Initial Progress Report
Music Splitter and Transcriber
Ethan Regan, Jacob Avery, Jae Un Pae
March 31, 2024
Table of Contents
I) Summary of Project Idea
The goal of this project is to create a closed system that reads a .wav audio file of any musical composition and transcribes sheet music for each individual audio stem that is created.
Notably, our system should correctly split the song into stems that can each be further analyzed. We seek to achieve this goal by using a neural network model, MATLAB's audio and filtering libraries, and a pitch-correcting algorithm to appropriately decide which instrument is being played and correctly map each pitch to a note.
II) Tasks
1) Collect a library of music samples and start training the neural network learning algorithm to stem music
2) Create a baseline "proof of concept" with MATLAB's ability to differentiate pitches using filters
3) Create a MATLAB function that takes in the audio stems and outputs an array of notes after applying some pitch correction
4) Plot the notes as a function of time (if possible, detect BPM and split into bars)
III) Task Progress
​
Task 1)
Collect a library of music samples and start training the neural network learning algorithm to stem music​
The search for a neural network model that could consistently get accurate results eventually led to the Multichannel-Unet-bss. This neural model can separate a song into four different parts (vocals, bass, drums/percussion, other) instead of specializing in removing a single instrument group from the song. This program would help decrease the complexity while still achieving acceptable results. This model is trained using the MUSDB18 dataset - a collection of 150 songs including the separated stems. By using this dataset, the program will learn from the examples and replicate the results in musical pieces outside the dataset.​ Investing in this program was met with several challenges, most of which included outdated code and errors with packages. We may have to search for a different neural network model if we are unable to get this model to function.
Task 2)
Create a baseline "proof of concept" with MATLAB's ability to differentiate pitches using filters
​
After splitting the music into stems, the system will interpret what notes are being played at every point in time. To test MATLAB's ability to approach this challenge, a test file consisting of 2 "different" instruments was created using GuitarPro that played two notes at the same time switching between notes. Shown below is the staff representation of the file, with each note played on the piano.

This file was then subjected to low-pass, band-pass, and high-pass filters to separates the file into three stems. A graph of the original signal and the produced stems is shown below. We used MATLAB's Fast Fourier Transform to plot the signals in the frequency domain as well.

As can be seen, the resolution on the high notes proved to be very visible, indicated by the three spikes in the band pass signal. Unfortunately, due to the nature of a piano, the lower notes in the sample produced many harmonics, which makes it difficult to identify the correct frequencies. Hopefully, with pitch correction and detecting the fundamental frequencies, this issue can be addressed. As it stands, we should be able to differentiate between notes at different times through a song by using a short window and applying the FFT to that window of time.

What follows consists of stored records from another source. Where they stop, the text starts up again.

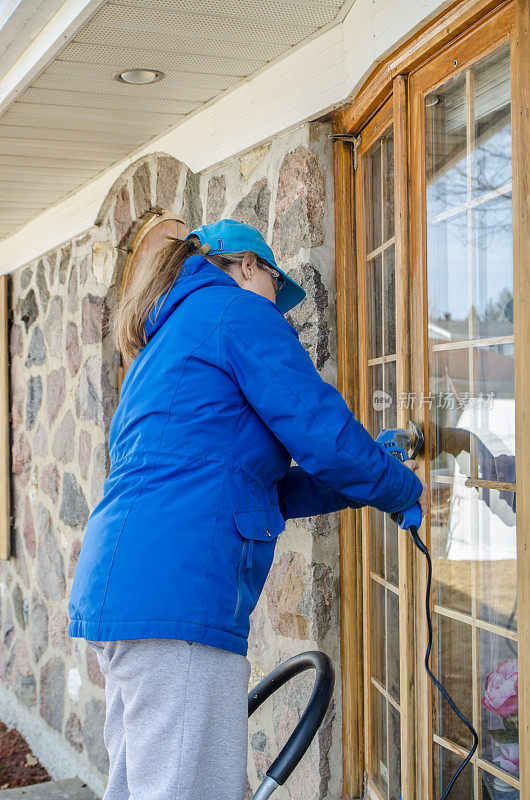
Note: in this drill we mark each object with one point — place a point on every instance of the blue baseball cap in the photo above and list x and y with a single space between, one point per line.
230 236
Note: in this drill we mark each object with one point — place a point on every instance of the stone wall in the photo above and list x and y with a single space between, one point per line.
64 378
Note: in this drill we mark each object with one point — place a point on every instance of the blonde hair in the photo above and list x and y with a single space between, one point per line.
158 274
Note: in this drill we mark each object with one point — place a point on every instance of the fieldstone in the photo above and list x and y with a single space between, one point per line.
28 529
49 482
192 208
21 457
100 470
55 392
287 582
73 351
83 270
92 732
74 509
52 676
33 400
19 674
7 622
93 669
29 309
94 319
300 198
288 705
59 632
122 215
85 452
53 327
72 289
249 793
216 200
142 189
249 161
4 655
16 339
74 683
74 556
63 445
52 262
261 753
18 553
168 172
37 348
103 259
82 240
66 252
25 277
72 732
42 288
40 442
321 599
18 393
95 397
257 637
39 626
50 568
254 208
312 324
18 605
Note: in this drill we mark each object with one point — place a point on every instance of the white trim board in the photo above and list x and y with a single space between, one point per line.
311 80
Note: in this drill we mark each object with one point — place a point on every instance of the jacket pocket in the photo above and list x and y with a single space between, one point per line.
261 525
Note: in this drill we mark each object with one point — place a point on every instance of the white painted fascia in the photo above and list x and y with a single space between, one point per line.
61 28
311 80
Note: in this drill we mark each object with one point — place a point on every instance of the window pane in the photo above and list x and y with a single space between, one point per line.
372 205
472 414
499 701
377 632
378 741
452 660
445 765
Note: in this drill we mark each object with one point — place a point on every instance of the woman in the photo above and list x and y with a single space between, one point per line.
218 398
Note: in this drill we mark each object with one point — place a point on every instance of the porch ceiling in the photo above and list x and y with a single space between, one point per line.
68 119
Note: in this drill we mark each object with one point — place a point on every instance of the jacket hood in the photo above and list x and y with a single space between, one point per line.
196 272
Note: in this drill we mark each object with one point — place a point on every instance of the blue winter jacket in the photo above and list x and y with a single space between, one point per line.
211 411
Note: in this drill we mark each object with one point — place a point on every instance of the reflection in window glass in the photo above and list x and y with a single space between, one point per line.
472 419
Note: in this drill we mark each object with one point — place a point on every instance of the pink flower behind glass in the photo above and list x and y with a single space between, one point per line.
500 695
510 757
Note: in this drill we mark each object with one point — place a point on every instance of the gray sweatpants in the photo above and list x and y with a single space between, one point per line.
176 722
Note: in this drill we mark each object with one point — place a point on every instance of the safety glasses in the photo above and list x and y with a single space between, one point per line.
277 278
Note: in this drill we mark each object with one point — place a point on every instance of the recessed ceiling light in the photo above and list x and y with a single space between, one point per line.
140 76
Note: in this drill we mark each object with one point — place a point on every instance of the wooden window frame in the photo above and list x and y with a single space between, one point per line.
391 79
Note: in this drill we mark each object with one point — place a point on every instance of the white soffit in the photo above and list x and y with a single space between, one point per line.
73 119
237 75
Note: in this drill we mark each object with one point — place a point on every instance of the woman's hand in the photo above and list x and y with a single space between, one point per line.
423 500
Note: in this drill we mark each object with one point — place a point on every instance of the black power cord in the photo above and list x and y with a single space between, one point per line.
422 547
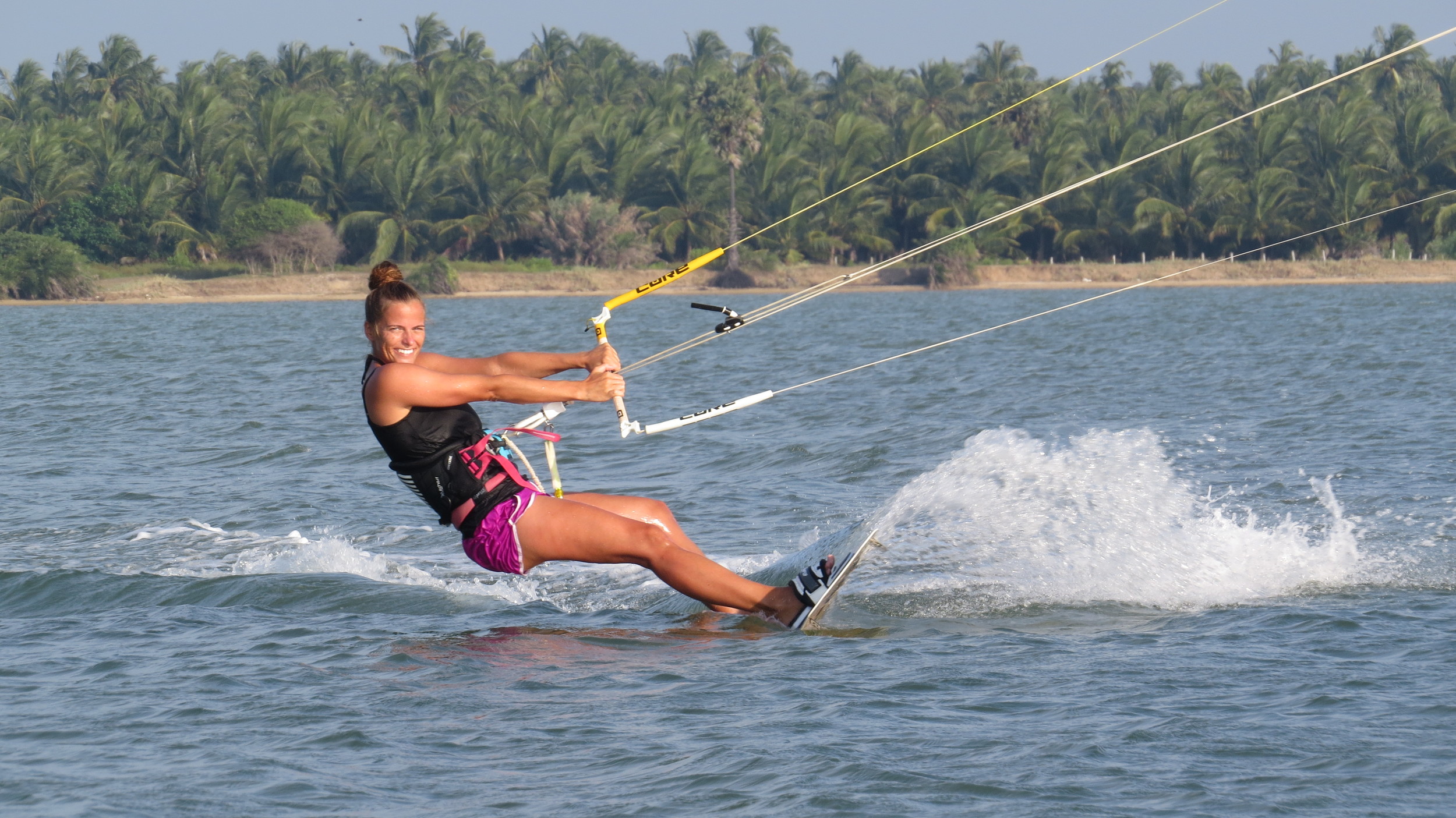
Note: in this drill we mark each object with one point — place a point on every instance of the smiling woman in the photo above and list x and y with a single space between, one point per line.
418 406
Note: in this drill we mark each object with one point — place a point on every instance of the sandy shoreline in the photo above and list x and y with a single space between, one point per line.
353 284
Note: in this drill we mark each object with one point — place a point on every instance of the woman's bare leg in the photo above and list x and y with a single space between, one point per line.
563 529
653 513
647 510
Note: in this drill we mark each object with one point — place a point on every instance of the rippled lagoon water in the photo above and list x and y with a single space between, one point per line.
1183 552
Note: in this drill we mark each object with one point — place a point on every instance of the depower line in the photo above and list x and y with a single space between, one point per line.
810 293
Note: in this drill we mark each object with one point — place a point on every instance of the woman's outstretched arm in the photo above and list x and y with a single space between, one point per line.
526 364
398 388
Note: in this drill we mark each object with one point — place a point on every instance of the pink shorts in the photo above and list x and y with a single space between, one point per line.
496 545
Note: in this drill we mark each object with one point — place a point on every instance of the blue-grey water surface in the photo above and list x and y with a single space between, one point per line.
1181 552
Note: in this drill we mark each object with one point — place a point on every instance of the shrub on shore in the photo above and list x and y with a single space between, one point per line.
584 231
284 236
436 277
41 267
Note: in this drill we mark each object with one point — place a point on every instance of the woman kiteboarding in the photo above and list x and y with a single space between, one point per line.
418 406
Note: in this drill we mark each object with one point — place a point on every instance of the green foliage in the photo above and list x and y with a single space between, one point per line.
1445 248
436 277
446 149
105 226
267 217
580 229
41 267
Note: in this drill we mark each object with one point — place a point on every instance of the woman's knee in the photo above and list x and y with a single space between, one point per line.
650 543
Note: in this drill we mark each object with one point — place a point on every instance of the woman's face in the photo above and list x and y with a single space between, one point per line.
402 332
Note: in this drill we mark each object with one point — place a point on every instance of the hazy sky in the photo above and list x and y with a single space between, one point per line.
1058 37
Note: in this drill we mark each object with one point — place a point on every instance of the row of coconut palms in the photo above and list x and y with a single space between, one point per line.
440 147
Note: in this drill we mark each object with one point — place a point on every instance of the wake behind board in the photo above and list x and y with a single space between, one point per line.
848 546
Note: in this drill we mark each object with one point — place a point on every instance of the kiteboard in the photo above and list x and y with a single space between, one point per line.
849 548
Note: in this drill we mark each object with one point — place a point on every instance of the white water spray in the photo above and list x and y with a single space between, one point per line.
1012 520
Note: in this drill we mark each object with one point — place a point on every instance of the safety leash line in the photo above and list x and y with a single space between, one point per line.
759 398
1009 108
600 321
1224 260
753 316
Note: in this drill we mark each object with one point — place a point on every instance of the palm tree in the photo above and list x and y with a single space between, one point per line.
407 176
424 45
733 124
768 59
37 173
497 190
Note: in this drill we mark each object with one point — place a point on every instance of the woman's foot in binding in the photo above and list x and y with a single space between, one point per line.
807 590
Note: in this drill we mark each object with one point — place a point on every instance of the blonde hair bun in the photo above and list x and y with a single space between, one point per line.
385 272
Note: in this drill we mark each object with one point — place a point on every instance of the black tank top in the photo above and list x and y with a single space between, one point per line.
426 430
424 450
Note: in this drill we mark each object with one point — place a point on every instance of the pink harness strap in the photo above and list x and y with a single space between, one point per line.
478 459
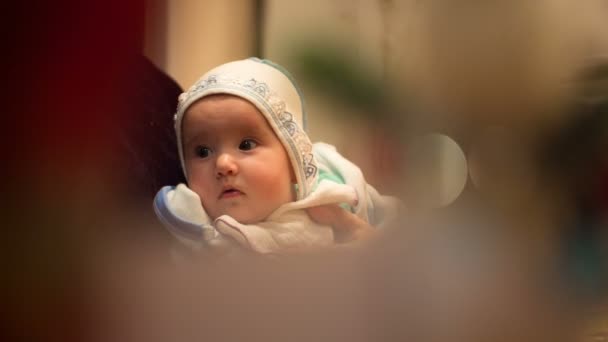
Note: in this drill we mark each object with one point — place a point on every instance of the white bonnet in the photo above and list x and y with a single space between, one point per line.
272 90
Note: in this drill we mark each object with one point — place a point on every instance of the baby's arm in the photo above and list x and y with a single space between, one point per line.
346 225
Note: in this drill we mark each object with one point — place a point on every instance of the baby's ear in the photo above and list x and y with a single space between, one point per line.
292 176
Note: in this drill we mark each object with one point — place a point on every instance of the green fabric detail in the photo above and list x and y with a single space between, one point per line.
336 178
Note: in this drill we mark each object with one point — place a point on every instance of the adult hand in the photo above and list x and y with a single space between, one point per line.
346 225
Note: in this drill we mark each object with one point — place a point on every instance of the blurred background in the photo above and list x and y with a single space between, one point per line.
488 118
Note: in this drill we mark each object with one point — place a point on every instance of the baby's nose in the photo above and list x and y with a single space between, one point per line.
226 165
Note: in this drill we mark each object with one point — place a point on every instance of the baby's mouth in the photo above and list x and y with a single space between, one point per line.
231 192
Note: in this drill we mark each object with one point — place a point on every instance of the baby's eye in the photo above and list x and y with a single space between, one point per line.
202 151
247 145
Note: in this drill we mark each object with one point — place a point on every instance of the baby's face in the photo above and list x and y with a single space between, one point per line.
234 160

The image above shows the spectrogram of the three signals. This clearly defines where the filters are applied - for example, in the band pass spectrogram, the lower and higher frequencies of the signal are removed and only the middle frequencies between 400 and 5000 Hertz remain. By using a similar approach to the spectrogram, we can create an algorithm to identify pitches within a small window of time.
Task 3)
Create a MATLAB function that takes in the audio stems and outputs an array of notes after applying some pitch correction
​
Using the stems generated from the original audio, the system applies a pitch-detection algorithm to transcribe the pitches into notes on sheet music. This can be done in several ways; the method used here utilizes the pitch command in MATLAB which takes in the chosen method, window length, and overlap length to find the fundamental frequency.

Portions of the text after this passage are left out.